C’est au cœur de la base navale de Toulon que nous avons rencontré le vice-amiral David Desfougères, commandant de la Force de l’aéronautique navale. Lors de cet échange, il nous a parlé avec beaucoup de fierté de ses 4 700 marins et de leur dévouement quotidien pour faire voler des hélicoptères, des avions ou encore des drones. Il est aussi revenu sur sa carrière de pilote de chasse avec au compteur 3 000 heures de vols cumulées sur 10 avions différents. Un entretien à ne pas manquer.
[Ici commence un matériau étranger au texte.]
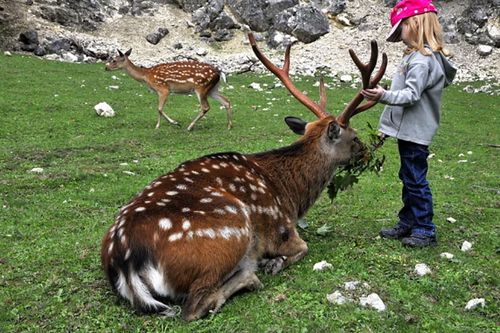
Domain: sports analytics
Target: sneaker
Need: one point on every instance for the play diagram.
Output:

Dans ce podcast, celui qui se revendique lui-même comme un « rat de carlingue » dans le jargon aéronautique du personnel navigant s’est notamment souvenu non sans émotion de son premier appontage « Cela correspond peu ou prou à poser les roues de son avion qui se présente à environ 250 km/h sur la taille d'un terrain de tennis. À quelques centimètres près, la zone des brins du porte-avions Charles de Gaulle, c'est la taille d'un terrain de tennis qui se déplace à environ 40 km/h ».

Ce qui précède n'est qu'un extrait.